僕が実践していた具体的な営業パターンを紹介します。僕の場合、1週間をお客さんの傾向の違いによって「月~木曜までの平日」「週末の金曜」「土日・祝日」の3つに分けました。
平日は朝7時台に会社のある杉並から出庫すると、とりあえず新宿を目指します。杉並区を出るまでにいきなり霞が関や丸の内までの高速利用客を拾えるのがベストですが、そういうケースはまれです。通常は、方南通りや青梅街道沿いを、新宿へ向かうお客さんがいないか探しながら走り、見つけられたらラッキーという感じです。新宿についたらすぐに西武新宿駅のそば、大ガードを通過してすぐのパチンコ店の前あたりにつけます。ここでは、西武新宿線で新宿まで来て、そこからタクシーで丸の内方面に向かうお客さんを拾いやすいからです。僕は平日午前中の主戦場を丸の内方面と決めていたので、ここでお客さんを乗せて丸の内に入るのが狙いです。ちなみに、JR新宿駅からタクシーで丸の内に向かうお客さんはほとんどいません。JR各線はもちろんのこと、地下鉄などの交通機関が充実しているからだと思います。逆に他の交通機関への接続が悪い西武新宿駅は絶好の穴場となるのです。

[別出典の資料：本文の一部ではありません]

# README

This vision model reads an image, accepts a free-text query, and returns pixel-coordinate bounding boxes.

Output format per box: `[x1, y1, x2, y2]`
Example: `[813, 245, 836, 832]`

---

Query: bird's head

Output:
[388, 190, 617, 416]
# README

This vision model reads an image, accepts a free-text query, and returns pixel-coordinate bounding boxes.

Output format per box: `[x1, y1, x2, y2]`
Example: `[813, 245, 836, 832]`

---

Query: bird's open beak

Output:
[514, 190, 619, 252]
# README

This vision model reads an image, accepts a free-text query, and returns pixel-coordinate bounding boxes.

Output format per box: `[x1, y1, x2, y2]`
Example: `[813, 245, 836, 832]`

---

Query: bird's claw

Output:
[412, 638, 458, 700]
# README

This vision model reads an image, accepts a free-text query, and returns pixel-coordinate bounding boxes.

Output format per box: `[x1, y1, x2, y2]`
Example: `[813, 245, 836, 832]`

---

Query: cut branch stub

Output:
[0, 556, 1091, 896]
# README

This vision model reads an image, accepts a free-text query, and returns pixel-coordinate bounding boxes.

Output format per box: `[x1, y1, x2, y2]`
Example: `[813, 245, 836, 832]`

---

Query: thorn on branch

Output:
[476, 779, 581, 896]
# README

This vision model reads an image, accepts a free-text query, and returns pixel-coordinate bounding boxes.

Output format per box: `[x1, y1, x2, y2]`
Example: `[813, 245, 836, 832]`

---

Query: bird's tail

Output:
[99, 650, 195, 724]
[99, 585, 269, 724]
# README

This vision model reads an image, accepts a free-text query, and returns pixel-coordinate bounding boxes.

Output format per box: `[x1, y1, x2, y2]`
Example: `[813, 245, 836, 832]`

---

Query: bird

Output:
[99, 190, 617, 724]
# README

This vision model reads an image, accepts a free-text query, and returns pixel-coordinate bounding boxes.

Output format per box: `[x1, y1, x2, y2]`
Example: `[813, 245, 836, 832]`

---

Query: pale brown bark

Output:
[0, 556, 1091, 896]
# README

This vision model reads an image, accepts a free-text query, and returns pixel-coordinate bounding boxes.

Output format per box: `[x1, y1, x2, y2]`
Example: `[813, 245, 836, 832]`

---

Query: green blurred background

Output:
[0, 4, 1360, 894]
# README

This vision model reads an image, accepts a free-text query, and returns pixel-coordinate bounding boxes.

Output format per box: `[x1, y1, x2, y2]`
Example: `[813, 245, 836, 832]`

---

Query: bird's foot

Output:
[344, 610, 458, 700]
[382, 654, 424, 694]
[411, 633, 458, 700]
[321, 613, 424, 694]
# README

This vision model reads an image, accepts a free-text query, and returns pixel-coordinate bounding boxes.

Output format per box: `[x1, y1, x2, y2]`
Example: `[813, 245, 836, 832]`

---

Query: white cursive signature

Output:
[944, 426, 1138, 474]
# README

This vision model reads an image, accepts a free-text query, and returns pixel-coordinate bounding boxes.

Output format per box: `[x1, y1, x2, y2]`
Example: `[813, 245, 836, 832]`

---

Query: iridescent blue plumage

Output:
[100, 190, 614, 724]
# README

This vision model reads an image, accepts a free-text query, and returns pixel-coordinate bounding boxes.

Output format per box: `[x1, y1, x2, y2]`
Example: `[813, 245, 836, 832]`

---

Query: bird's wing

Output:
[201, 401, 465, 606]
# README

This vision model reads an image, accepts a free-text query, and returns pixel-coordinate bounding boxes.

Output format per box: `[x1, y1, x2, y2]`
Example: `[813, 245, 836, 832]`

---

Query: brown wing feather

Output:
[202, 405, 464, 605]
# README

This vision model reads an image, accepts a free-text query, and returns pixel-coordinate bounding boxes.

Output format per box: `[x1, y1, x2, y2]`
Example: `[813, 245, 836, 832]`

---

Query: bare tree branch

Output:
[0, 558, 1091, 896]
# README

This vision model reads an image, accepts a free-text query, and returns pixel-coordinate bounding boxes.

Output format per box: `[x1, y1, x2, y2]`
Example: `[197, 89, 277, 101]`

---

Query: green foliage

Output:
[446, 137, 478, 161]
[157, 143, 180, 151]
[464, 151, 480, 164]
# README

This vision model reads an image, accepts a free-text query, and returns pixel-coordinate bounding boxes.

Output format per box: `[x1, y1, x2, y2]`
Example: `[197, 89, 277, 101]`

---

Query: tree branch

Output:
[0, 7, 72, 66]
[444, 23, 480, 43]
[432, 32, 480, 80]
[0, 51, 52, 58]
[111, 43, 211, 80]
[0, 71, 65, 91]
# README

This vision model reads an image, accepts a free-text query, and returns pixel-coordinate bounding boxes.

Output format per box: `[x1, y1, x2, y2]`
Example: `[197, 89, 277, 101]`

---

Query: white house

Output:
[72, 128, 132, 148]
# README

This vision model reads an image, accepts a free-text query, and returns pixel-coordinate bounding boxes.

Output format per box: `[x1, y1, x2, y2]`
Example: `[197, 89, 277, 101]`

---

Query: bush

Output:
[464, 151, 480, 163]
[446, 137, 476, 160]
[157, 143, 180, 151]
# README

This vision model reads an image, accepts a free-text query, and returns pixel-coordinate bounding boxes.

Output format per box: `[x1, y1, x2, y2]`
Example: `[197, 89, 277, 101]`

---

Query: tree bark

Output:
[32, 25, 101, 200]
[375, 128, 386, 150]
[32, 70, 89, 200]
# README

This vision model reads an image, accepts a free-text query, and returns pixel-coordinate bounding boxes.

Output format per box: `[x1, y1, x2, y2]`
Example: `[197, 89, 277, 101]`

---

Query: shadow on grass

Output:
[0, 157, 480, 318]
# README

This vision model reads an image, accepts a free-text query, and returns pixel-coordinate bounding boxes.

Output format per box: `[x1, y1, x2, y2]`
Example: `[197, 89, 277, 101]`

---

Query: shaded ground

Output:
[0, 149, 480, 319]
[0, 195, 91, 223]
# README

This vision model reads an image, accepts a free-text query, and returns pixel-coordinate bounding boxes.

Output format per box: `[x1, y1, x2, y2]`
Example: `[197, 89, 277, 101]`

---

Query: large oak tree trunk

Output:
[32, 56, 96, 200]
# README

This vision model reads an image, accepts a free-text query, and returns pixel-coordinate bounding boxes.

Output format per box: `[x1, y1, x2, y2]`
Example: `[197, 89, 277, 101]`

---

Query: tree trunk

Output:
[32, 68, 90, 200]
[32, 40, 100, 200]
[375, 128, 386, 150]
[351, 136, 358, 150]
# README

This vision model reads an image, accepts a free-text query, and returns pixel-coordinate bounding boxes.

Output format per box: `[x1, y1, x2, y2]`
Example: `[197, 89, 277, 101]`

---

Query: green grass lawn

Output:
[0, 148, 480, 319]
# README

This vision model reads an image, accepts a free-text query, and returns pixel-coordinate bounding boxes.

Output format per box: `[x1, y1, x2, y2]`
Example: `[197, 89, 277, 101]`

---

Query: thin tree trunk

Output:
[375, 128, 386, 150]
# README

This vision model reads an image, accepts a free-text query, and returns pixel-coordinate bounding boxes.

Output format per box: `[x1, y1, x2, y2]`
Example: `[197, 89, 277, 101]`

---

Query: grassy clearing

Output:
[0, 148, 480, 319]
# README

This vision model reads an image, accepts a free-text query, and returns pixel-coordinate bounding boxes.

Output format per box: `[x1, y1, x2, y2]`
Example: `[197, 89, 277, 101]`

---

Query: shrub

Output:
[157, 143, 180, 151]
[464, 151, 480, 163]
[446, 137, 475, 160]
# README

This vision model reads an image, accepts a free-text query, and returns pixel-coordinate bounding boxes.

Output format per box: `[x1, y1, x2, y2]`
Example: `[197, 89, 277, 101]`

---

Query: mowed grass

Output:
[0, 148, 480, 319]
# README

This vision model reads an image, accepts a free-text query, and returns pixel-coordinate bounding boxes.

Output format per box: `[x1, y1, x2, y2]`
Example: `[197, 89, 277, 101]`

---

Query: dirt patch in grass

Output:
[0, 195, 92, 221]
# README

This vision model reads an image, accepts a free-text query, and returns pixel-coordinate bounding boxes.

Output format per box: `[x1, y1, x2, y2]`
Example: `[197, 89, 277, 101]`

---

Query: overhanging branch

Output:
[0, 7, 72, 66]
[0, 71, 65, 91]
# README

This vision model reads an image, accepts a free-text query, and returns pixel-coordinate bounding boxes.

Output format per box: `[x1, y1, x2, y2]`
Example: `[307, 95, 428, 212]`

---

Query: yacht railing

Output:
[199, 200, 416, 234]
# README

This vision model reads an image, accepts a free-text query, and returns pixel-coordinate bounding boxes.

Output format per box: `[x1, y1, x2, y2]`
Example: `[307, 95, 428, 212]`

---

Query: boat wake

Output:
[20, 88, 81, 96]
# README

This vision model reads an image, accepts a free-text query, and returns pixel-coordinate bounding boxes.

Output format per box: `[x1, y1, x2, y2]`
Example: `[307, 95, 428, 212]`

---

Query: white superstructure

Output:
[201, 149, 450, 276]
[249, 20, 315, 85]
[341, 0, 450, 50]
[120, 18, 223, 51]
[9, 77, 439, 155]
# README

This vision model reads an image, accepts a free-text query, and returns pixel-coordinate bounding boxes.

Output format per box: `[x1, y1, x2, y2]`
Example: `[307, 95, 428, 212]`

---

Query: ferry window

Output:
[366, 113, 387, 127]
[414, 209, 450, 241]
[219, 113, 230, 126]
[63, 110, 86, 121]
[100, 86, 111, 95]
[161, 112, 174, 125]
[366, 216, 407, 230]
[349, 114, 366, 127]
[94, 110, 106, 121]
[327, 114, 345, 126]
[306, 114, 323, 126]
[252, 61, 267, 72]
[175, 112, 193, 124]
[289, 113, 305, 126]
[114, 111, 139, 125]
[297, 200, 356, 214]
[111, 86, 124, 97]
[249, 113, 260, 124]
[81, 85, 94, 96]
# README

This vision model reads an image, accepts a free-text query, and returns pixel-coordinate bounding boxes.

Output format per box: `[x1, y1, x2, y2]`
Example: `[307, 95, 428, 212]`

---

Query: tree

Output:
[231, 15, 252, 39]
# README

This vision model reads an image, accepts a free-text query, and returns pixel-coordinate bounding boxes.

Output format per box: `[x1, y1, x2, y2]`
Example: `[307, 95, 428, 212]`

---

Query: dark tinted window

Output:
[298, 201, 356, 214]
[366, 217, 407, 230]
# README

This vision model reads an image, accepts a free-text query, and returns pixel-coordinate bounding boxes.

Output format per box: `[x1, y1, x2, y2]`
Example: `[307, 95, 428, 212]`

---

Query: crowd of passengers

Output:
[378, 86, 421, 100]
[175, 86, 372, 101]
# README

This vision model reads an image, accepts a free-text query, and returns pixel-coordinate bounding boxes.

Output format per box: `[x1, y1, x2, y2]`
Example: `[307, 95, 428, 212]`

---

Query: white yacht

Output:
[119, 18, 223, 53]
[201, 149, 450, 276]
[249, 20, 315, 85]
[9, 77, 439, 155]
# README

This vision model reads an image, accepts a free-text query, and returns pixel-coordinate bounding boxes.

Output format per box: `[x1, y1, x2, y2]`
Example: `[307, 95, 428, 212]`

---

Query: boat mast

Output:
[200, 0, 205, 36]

丸の内に入ると本腰を入れての営業開始です。朝8時から10時までは通勤時間帯なので、会社までタクシー出勤するエリート会社員を狙います。彼らは品川方面の、芝浦アイランドのような高層マンションに住んでいるので、その近辺まで行って流し、丸の内方面へ送るというパターンを繰り返します。
10時から夕方までの時間帯は、大企業の会社員の足の役割に徹します。銀行、証券、広告、テレビ、新聞、ゼネコン、自動車、家電メーカーあたりの人たちが相手です。彼らのビジネスフィールドは丸の内のオフィス街、銀座、新橋、築地、せいぜい浜松町、田町周辺まで。この区間を頻繁に往復するように動きます。ポイントは行った先で必ずお客を乗せて戻ってくることです。その連続性が重要です。丸の内から浜松町に行ったら、必ずそこから丸の内方面に行くお客さんを乗せて帰ってくるイメージです。僕は短距離客を数多くこなして稼ぐタイプだったので、空車のまま元居た場所に戻るようなことは極力避けていました。タクシー業務はまさにタイムイズマネーですから、1000円前後のお客さんに切れ目なく乗ってもらえることを最大限心がけました。
なお、丸の内のビジネスマンが新宿のオフィス街に向かうことはめったにありません。取引先の所在など含め、新宿の会社と丸の内の会社ではビジネスのフィールドが異なるからでしょう。